5) Privilèges dans la mort.
La mort de saint Joseph fut une mort privilégiée : comme celle de la sainte Vierge, elle fut, dit saint François de Sales une mort « d'amour ». Cf. Traité de l'amour de Dieu, l. VII, c. XIII. C'est donc à juste titre que saint Joseph est invoqué comme patron de la bonne mort. Douce et suave comme celle de la Vierge, la mort de saint Joseph a semblé appeler un complément qui unirait davantage encore le patriarche à sa glorieuse épouse, par le triomphe d'une résurrection anticipée. On lit dans Matth., XXVII, 52-53, que beaucoup de corps de saints ressuscitèrent après la résurrection du Seigneur et se manifestèrent dans la ville de Jérusalem. Saint Thomas avait d'abord pensé que ces résurrections avaient été définitives et absolues. In IV Sent., 1. IV, dist. XLII, q. I, a. 3; In Matthaeum, ad hune locum, edit. de Parme, t. x, p. 210. Plus tard les raisons apportées en sens inverse par saint Augustin lui ont semblé beaucoup plus solides. Sum. theol., IIIa, q. LIII, a. 3, ad 2um. Quoi qu'il en soit, tablant sur la première hypothèse, certains ont admis que Joseph aurait figuré parmi ces premiers ressuscités, et serait ainsi entré au paradis en corps et en âme. Ainsi fait Suarez, In Som. S. Thomae, 111a, q. XXIX, disp. VIII, sect. II, édit. Vivès, t. XIX, p. 128, et saint François de Sales, Entretien XIX, édit. d'Annecy, t. VI, p. 363. La théologie ne dispose d'aucun moyen pour contrôler la valeur de ces hypothèses superposées.

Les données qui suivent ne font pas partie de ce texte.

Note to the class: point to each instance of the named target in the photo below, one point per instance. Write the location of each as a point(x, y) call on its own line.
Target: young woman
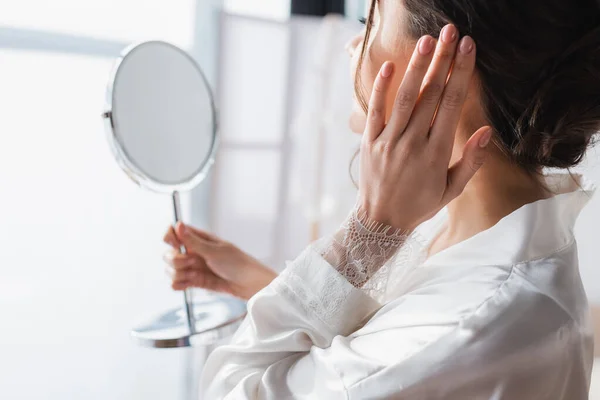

III - PATRONAGE DE SAINT JOSEPH SUR L'ÉGLISE UNIVERSELLE.
Dans l'encyclique Quanquam pluries, Léon XIII trouve dans la mission de saint Joseph à l'égard de la sainte Famille « les raisons et les motifs spéciaux pour lesquels saint Joseph est nommément le patron de l'Église, et qui font que l'Église espère beaucoup, en retour, de sa protection et de son patronage. » En effet, « la divine maison que Joseph gouverna comme avec l'autorité du père, contenait les prémices de l'Église naissante. De même que la très sainte Vierge est la Mère de Jésus-Christ, elle est la Mère de tous les chrétiens. Jésus-Christ est aussi comme le premier-né des chrétiens, qui, par l'adoption et la rédemption, sont ses frères. Telles sont les raisons pour lesquelles le bienheureux patriarche regarde comme lui étant particulièrement confiée la multitude des chrétiens qui compose l'Église, sur laquelle, parce qu'il est l'époux de Marie et le père de Jésus-Christ, il possède comme une autorité paternelle... Cette mission providentielle dévolue à Joseph a eu son type dans l'Ancien Testament en cet autre Joseph, fils de Jacob, appelé par le roi des Égyptiens « le Sauveur du monde ». «De même, dit Léon XIII, que le premier fit réussir et prospérer les intérêts domestiques de son maître et bientôt rendit de merveilleux services à tout le royaume, de même le second, destiné à être le gardien de la religion chrétienne, doit être regardé comme le protecteur et le défenseur de l'Église, qui est vraiment la maison du Seigneur et le royaume de Dieu sur la terre. »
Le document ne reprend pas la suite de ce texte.